I suppose an important question is what do I think of Martha? I know Martha gets a lot of stick for some reason, probably from scary Rose fangirls who are legitimately besotted with the character of the Tenth Doctor and need to live vicariously through the Doctor/Rose romance. Nonetheless change is an important element of Doctor Who and companions come and go. Martha isn't too bad; I think her most redeeming feature is that she's such a welcome change from Rose, so I imagine I will probably be less happy with her as this rewatch continues but at least it's nice to have someone with a bit of scientific background who asks good questions. Speaking of good questions, we know the air was being kept in by the force field, but what about the gravity and the electricity which was keeping the lights on and such? I suppose the Judoon took care of that too but it would be nice if it was explained. The idea of an overloading MRI frying everyone's brains is a load of crap and to suggest that it could have a range covering the moon and half the Earth is ridiculous, though. The Plasmavore's plan seems to be overly complicated. Was it expecting the Judoon to show up, or not? A lot of explanation falls by the wayside as we introduce the new companion.

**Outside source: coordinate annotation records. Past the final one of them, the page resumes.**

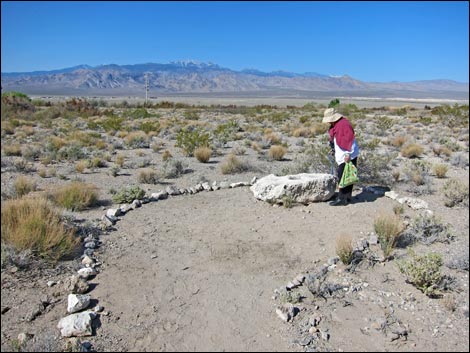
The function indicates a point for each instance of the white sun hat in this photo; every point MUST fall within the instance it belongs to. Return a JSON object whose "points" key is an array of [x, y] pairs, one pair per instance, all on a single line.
{"points": [[331, 115]]}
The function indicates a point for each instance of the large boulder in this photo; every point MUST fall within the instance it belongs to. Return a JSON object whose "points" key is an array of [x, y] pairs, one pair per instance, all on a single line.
{"points": [[302, 188]]}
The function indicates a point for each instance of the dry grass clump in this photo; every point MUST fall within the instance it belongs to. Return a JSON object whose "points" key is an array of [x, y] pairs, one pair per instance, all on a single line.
{"points": [[33, 224], [398, 141], [80, 166], [119, 160], [272, 138], [148, 176], [413, 150], [12, 150], [203, 154], [456, 192], [232, 165], [24, 185], [388, 228], [277, 152], [440, 170], [344, 248], [75, 196], [166, 155]]}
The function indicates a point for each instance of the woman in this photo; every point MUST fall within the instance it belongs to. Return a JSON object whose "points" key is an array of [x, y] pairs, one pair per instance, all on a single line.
{"points": [[343, 147]]}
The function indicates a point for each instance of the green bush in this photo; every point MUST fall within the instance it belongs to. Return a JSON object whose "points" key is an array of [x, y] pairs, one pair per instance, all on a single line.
{"points": [[456, 193], [423, 272], [188, 140], [75, 196], [34, 224], [129, 194]]}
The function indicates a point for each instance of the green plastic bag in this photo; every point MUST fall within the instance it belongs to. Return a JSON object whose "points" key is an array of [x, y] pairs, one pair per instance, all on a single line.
{"points": [[349, 176]]}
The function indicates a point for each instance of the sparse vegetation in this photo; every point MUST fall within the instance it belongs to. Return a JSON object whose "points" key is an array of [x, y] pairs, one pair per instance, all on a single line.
{"points": [[75, 196], [34, 224], [388, 228], [423, 272]]}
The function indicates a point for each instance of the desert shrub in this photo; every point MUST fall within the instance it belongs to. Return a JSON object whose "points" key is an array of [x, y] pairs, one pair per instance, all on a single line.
{"points": [[452, 116], [456, 193], [120, 160], [34, 224], [388, 228], [166, 155], [189, 139], [203, 154], [427, 230], [373, 167], [75, 196], [23, 185], [139, 113], [232, 165], [412, 150], [173, 168], [150, 126], [271, 139], [137, 139], [384, 123], [440, 170], [423, 272], [277, 152], [114, 170], [398, 141], [226, 132], [72, 152], [97, 162], [148, 176], [12, 150], [344, 248], [128, 195], [459, 160]]}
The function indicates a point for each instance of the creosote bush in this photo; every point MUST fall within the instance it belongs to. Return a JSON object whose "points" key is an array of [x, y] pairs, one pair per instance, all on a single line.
{"points": [[75, 196], [34, 224], [232, 165], [24, 185], [423, 272], [129, 194], [203, 154], [277, 152], [388, 228], [456, 193], [412, 150]]}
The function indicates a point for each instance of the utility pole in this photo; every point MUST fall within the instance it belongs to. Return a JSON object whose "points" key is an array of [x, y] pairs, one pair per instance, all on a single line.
{"points": [[146, 88]]}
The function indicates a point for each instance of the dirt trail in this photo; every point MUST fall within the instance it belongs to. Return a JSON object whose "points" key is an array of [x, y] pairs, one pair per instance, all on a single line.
{"points": [[196, 273]]}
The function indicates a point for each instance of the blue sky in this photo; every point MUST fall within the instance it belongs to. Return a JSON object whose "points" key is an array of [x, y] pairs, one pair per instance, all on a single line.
{"points": [[370, 41]]}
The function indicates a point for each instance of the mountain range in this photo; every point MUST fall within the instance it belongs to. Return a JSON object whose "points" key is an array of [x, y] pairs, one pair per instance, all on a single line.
{"points": [[196, 78]]}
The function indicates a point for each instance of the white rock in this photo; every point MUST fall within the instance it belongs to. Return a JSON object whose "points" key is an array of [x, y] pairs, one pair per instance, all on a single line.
{"points": [[76, 325], [302, 188], [77, 302]]}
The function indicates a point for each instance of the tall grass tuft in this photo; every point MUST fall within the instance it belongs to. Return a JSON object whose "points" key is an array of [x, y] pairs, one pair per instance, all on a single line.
{"points": [[34, 224], [75, 196]]}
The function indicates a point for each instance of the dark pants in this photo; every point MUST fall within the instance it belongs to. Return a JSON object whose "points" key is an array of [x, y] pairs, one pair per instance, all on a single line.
{"points": [[347, 191]]}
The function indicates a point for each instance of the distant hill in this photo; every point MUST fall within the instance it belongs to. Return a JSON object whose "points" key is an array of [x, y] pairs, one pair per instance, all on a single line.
{"points": [[189, 77]]}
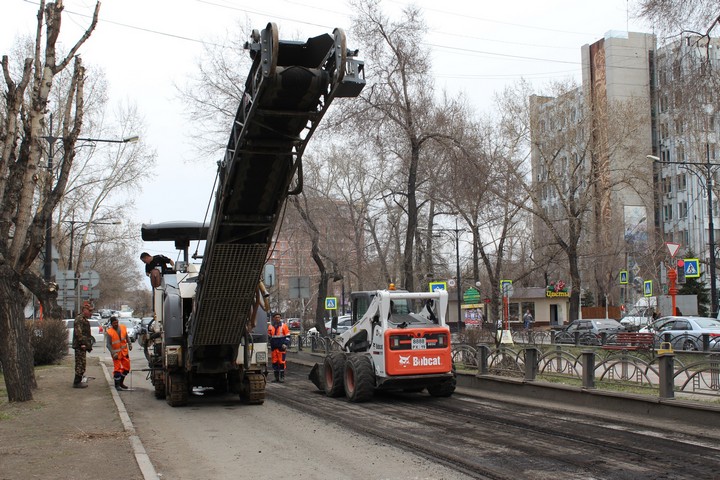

It's unfortunate that the Doctor is still seemingly so hung up on Rose, and more and more you want him to recover from this post-Time War loneliness malarkey. It's this kind of emotional difficulty, along with the pop-culture-referencing and the manic shoutiness, which often makes the Tenth Doctor seem too human. Sometimes you don't feel like you're seeing the Doctor; you feel like you're just watching some guy in an overcoat with a magic wand running around picking up chicks, as seems to be the case when he stalks Martha just a little bit at the end. And speaking of magic wands it's a phenomenal relief to see RTD's favourite god-machine, the sonic screwdriver, be destroyed, just as it is especially frustrating that it is rebuilt so soon. Sometimes it's a little too obvious when merchandising plays a role in the composition of certain show elements.
Nonetheless it's a pretty good start to the series and the new companion in the shape of Martha is a welcome relief after Series 2. If RTD had been capable of being this restrained all the time he could have made his era seem a lot less wearisome, and the same can be said about Tennant's performance as the Doctor.